The highway is backed up at the airport turn-off. I’m desperate. I can’t wait to find a restroom. I’m curling my toes up inside my shoes. The urge is unbelievably strong. Every bump in the road is torture. I undo the top button of my jeans and try to breathe only at the top of my lungs.

Thank god, there’s the sign for Departures. The traffic has come to a full stop. A police cruiser races by us on the shoulder, sirens blaring. Probably an accident ahead. This can’t be happening. I can’t wait. I can’t wait. The terminal is just around the corner but at this rate we’ll never get there. I can’t wait. I can’t. Several more minutes pass and we aren’t moving at all. Throwing the Jeep into park and grabbing my purse, I leap out and yell to Donald to deal with parking and meet me at the baggage counter. I can get there faster on foot.

I jog along the side of the road while all the drivers and passengers idling across three lanes of backed-up traffic watch me go by. A plane takes off low overhead and I can feel all eyes on the ground and up in the air staring at me as I step up the pace. My bladder is about to
explode in front of an entire international assembly. I round the corner only to find a longer line-up of cars and I realize the terminal is still a fair distance off. Now I can see the difficulty: there’s construction ahead and a guy with a stop sign is holding back the line so a crane can drop some girders. Where there’s construction, there has to be a Porta-Potty.

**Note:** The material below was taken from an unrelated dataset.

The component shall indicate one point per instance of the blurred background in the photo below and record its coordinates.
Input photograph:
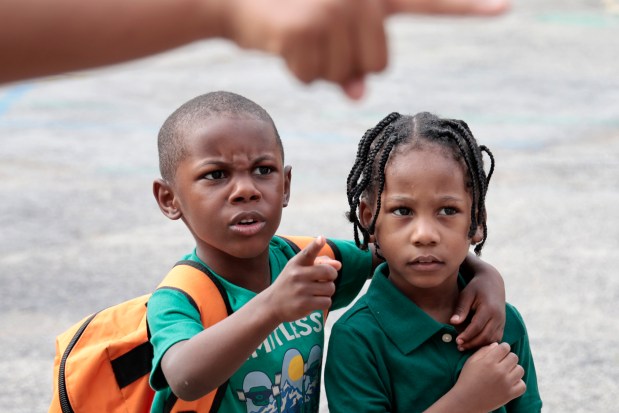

Sure enough, I can see one: it’s just a short dash beyond a couple of trailers and across a parking lot full of tractors. I have to climb over a few concrete barriers and side-step rolls of wire and other construction debris. A man in a yellow hard hat is yelling at me.

Apparently I’m in a restricted zone. I point across the lot at the Porta-Potty and make pleading hand gestures. And I run.

I leap inside and secure the latch while trying not to think about the fact that none of the hundreds of construction workers who use this facility ever bother to wash their hands after handling their dankest parts. As I yank down my jeans I wonder: how will I ever get out without touching that latch again?